Mère Sattou est peinée et très affectée. La mine confondue, elle demande d’aller voir ses oncles à Djirnda. «C’est eux qui gèrent la parole de la famille dans cette affaire», conseille-t-elle. A quelques pas de chez mère Sattou, un homme sort de la mosquée du village. Dans un caftan blanc, barbe bien fournie, Moustapha a fini de sacrifier à la prière de «Tisbar (14 heures)». Chapelet à la main, l’homme pue la foi. Il repère vite en nous un intrus. Dans l’île, les étrangers sont vite démasqués. «Vous venez prier ? Vous venez d’où…», demande-t-il. Moustapha a vu Adji grandir et devenir une donzelle. «Adji a reçu une bonne éducation dès sa petite enfance, comme les autres filles du village. Dans le village, on se connaît tous. Ce qui est arrivé à Adji, c'est son destin. Mais nous sommes tous surpris par cette nouvelle. Nous entendons des gens raconter toutes sortes de mauvaises choses sur elle. Mais la petite Adji qui a grandi sous nos yeux n'est pas celle qu'on nous dépeint dans les réseaux sociaux», tient-il à témoigner.

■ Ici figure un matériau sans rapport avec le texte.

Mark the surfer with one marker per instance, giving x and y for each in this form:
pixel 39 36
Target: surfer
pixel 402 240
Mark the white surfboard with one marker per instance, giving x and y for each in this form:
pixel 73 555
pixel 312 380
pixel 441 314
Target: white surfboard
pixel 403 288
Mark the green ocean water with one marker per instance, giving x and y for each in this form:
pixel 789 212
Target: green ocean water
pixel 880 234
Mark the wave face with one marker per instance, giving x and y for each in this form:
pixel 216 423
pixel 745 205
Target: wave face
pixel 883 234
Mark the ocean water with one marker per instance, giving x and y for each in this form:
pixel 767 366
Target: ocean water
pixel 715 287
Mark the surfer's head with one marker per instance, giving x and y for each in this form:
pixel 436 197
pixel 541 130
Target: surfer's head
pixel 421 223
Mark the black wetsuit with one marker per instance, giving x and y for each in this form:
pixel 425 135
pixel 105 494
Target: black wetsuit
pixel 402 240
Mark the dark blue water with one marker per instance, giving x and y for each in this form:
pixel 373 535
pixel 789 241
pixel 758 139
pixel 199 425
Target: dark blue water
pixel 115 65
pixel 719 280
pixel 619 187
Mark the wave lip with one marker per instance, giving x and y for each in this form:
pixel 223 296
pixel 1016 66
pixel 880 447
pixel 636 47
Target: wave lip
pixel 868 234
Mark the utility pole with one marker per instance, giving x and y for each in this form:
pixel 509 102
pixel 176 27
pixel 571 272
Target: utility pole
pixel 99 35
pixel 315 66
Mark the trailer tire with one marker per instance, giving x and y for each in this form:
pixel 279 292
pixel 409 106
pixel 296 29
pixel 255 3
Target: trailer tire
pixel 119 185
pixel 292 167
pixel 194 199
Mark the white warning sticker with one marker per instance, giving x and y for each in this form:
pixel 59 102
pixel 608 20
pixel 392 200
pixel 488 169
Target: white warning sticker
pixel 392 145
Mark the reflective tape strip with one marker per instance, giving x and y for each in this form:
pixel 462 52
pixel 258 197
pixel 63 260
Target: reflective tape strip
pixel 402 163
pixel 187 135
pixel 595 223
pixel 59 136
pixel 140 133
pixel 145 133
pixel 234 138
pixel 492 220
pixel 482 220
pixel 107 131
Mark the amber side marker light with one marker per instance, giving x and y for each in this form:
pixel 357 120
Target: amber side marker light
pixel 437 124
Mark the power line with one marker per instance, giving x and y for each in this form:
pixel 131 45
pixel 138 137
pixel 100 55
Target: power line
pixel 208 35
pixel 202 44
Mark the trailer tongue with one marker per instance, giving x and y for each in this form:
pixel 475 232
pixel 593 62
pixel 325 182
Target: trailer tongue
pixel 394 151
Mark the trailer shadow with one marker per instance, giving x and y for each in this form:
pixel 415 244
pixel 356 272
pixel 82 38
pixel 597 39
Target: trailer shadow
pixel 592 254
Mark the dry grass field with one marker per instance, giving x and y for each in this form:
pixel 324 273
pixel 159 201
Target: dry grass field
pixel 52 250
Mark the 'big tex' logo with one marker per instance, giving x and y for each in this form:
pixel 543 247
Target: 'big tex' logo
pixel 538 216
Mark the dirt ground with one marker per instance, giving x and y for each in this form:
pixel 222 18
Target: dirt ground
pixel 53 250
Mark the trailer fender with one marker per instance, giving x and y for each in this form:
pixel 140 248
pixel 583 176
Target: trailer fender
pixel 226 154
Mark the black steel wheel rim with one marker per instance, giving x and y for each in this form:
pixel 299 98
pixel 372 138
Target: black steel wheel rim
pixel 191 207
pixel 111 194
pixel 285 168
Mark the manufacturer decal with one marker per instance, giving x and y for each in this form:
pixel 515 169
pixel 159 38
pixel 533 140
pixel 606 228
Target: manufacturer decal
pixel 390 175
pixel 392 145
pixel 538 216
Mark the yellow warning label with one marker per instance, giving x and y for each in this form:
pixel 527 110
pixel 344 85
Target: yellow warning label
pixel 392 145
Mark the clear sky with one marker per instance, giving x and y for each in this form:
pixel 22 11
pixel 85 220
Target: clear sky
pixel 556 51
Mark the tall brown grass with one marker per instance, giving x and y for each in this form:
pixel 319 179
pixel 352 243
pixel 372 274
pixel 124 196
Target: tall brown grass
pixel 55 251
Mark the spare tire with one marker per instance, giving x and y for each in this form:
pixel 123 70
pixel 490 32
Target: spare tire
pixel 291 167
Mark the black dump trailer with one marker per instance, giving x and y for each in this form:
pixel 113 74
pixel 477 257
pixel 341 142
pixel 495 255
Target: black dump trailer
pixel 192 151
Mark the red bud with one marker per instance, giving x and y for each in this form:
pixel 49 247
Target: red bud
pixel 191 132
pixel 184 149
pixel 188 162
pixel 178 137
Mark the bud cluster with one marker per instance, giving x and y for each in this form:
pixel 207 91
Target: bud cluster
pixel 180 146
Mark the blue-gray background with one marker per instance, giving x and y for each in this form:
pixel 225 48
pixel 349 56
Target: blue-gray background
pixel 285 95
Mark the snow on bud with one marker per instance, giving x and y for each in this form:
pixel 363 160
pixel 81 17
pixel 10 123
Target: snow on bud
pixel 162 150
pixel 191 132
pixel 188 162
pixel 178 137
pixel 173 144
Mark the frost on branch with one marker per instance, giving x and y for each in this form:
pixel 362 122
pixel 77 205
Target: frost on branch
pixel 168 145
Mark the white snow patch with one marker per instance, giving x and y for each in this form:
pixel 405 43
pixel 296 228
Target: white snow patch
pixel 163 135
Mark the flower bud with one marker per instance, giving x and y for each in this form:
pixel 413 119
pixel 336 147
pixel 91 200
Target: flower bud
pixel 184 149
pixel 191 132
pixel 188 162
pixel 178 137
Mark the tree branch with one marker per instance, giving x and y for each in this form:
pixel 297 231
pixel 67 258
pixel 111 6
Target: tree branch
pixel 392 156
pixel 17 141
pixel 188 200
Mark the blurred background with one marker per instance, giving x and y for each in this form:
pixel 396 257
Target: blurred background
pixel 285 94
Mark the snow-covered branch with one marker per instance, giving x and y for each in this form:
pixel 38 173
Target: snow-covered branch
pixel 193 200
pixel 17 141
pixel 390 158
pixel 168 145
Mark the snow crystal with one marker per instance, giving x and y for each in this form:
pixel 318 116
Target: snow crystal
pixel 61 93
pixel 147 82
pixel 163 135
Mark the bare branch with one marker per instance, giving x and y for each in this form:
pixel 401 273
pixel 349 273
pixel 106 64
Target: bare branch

A Maya comme à Djirnda, l’affaire Ousmane Sonko et Adji Sarr cristallise toutes les attentions et alimente les débats. Mais, ici Adji a bonne presse et les nouvelles qui viennent de la capitale sont aussi surprenantes les unes que les autres. Rencontré sur le quai de Djirnda, El Hadji Ndong, jeune pêcheur, a fini d’accoster sa pirogue. La vingtaine révolue, physique de lutteur, le jeune homme a grandi avec Adji à Djirnda. El Hadji semble confirmer les confidences de Moustapha. Il témoigne : «Adji Rabi, je la connais très bien. Nous avons grandi ici et tous les jeunes l’aimaient. Mais pour vous dire vrai, aucun garçon ne pouvait dire qu’elle était une fille facile. Je ne lui connais pas de mal. Si elle a changé, c’est à Dakar qu’elle s’est métamorphosée. Adji Rabi était une fille correcte. Et tous les garçons du village aimaient qu’Adji devienne leur épouse, mais personne ne peut dire du mal d’elle.»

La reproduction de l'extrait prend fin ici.